The Italian city will now charge visitors an entry fee during peak season. 

By Abby Montanez 01/05/2024

Visiting the Floating City just got a bit more expensive.

Venice is officially the first metropolis in the world to start implementing a day-trip fee in an effort to help the Italian hot spot combat overtourism during peak season, The Associated Press reported. The new program, which went into effect, requires travellers to cough up roughly €5 (about $AUD8.50) per person before they can explore the city’s canals and historic sites. Back in January, Venice also announced that starting in June, it would cap the size of tourist groups to 25 people and prohibit loudspeakers in the city centre and the islands of Murano, Burano, and Torcello.

“We need to find a new balance between the tourists and residents,’ Simone Venturini, the city’s top tourism official, told AP News. “We need to safeguard the spaces of the residents, of course, and we need to discourage the arrival of day-trippers on some particular days.”

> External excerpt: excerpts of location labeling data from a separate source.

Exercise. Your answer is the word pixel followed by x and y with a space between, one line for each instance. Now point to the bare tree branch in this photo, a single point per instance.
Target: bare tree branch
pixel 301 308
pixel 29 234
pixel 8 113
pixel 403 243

During this trial phase, the fee only applies to the 29 days deemed the busiest—between April 25 and July 14—and tickets will remain valid from 8:30 am to 4 pm. Visitors under 14 years of age will be allowed in free of charge in addition to guests with hotel reservations. However, the latter must apply online beforehand to request an exemption. Day-trippers can also pre-pay for tickets online via the city’s official tourism site or snap them up in person at the Santa Lucia train station.

“With courage and great humility, we are introducing this system because we want to give a future to Venice and leave this heritage of humanity to future generations,” Venice Mayor Luigi Brugnaro said in a statement on X (formerly known as Twitter) regarding the city’s much-talked-about entry fee.

Despite the mayor’s backing, it’s apparent that residents weren’t totally pleased with the program. The regulation led to protests and riots outside of the train station, The Independent reported. “We are against this measure because it will do nothing to stop overtourism,” resident Cristina Romieri told the outlet. “Moreover, it is such a complex regulation with so many exceptions that it will also be difficult to enforce it.”

While Venice is the first city to carry out the new day-tripper fee, several other European locales have introduced or raised tourist taxes to fend off large crowds and boost the local economy. Most recently, Barcelona increased its city-wide tourist tax. Similarly, you’ll have to pay an extra “climate crisis resilience” tax if you plan on visiting Greece that will fund the country’s disaster recovery projects.